On the second ground of objection, learned counsel submitted that a careful perusal of grounds 1, 2, and 3 along with their particulars, reveals that they are grounds of fact or at least mixed law and fact, for which leave is required in compliance with Section 233(3) of the Constitution of the Federal Republic of Nigeria, (CFRN) 1999, as amended. He referred to: Nzei Vs U.N.N. (2017) 6 NWLR (Pt. 1561) 300 @ 338-339 F-B; Allanah v. Kpolokwu (Supra); Umanah (JNR) v. N.D.I.C. (2016) 11 NWLR (Pt. 992) 510.
On the third issue, learned counsel argued that if grounds 1, 2 and 3 are found to be incompetent, the appellant’s issues A and C predicated thereon, are equally incompetent and should be struck out.

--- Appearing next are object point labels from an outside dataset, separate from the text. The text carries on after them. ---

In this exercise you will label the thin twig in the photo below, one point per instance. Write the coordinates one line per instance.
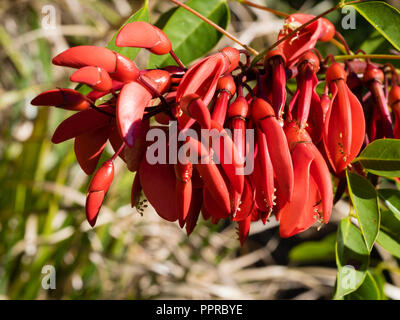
(217, 27)
(291, 34)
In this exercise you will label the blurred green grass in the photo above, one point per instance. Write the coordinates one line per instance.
(42, 191)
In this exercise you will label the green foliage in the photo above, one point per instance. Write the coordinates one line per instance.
(382, 157)
(365, 200)
(191, 37)
(383, 17)
(352, 258)
(314, 251)
(140, 15)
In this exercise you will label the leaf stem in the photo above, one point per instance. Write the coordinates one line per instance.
(261, 7)
(291, 34)
(367, 56)
(214, 25)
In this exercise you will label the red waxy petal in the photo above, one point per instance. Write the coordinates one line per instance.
(89, 146)
(82, 122)
(68, 99)
(140, 34)
(132, 101)
(95, 77)
(158, 184)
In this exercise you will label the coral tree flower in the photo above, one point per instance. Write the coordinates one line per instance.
(305, 105)
(344, 124)
(312, 195)
(306, 39)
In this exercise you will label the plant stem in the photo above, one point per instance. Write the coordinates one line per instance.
(214, 25)
(338, 45)
(258, 6)
(367, 56)
(291, 34)
(177, 60)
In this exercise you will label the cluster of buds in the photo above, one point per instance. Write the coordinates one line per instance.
(298, 139)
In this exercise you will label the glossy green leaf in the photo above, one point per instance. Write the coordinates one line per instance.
(365, 200)
(389, 235)
(191, 37)
(314, 251)
(384, 18)
(391, 198)
(352, 258)
(368, 290)
(382, 157)
(140, 15)
(389, 243)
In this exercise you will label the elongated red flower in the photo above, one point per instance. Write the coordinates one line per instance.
(97, 190)
(91, 130)
(226, 88)
(312, 197)
(68, 99)
(344, 123)
(373, 77)
(202, 78)
(141, 34)
(394, 102)
(306, 39)
(263, 115)
(183, 173)
(305, 106)
(274, 63)
(95, 77)
(118, 66)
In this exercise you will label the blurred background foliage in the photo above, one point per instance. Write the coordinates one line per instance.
(127, 255)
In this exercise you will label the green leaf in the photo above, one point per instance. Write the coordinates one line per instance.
(314, 251)
(368, 290)
(389, 235)
(365, 200)
(391, 198)
(191, 37)
(382, 157)
(352, 258)
(384, 18)
(390, 244)
(140, 15)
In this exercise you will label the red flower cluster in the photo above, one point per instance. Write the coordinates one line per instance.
(298, 142)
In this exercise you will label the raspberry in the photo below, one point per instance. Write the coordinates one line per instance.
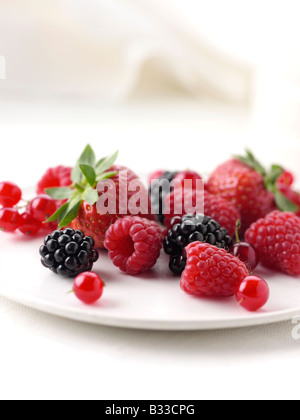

In his reply on points of law, learned counsel for the respondent submitted on the first ground of objection, that the decision of the lower Court appealed against is a final judgment albeit arising from an interlocutory decision of the trial Court. He submitted that having pronounced that the appeal is dismissed, it put an end to rights of the parties as far as the issues canvassed before that court were concerned. He referred to Skymit Motors Ltd. v. U.B.A. Plc (2014) ALL FWLR (Pt. 721) 1547 @ 1561-1562; Nigeria Agip Oil Co. Ltd. v. Nweka (2016) ALL FWLR (Pt. 845) 1 @ 26-27.
On the competence of grounds 1, 2 and 3, learned counsel contended that the three grounds of appeal are pure issues of law, on which the appellant is entitled to appeal as of right. He argued that grounds 1 and 2 are complaining about the Court’s misunderstanding of the law of contract and its applicability to the facts of the case. He contended that there was no evidence before the Court upon which it could reach a finding that the relationship between the parties was one of simple contract. He referred to State Vs Omoyele (2017) ALL FWLR (Pt. 887) 37 @ 64 – 66. With regard to Ground 3, he submitted that the complaint is that the lower Court failed to pronounce on the issue raised before it, to wit: the content of the reliefs sought by the respondent, as opposed to the nature of the relationship between the parties.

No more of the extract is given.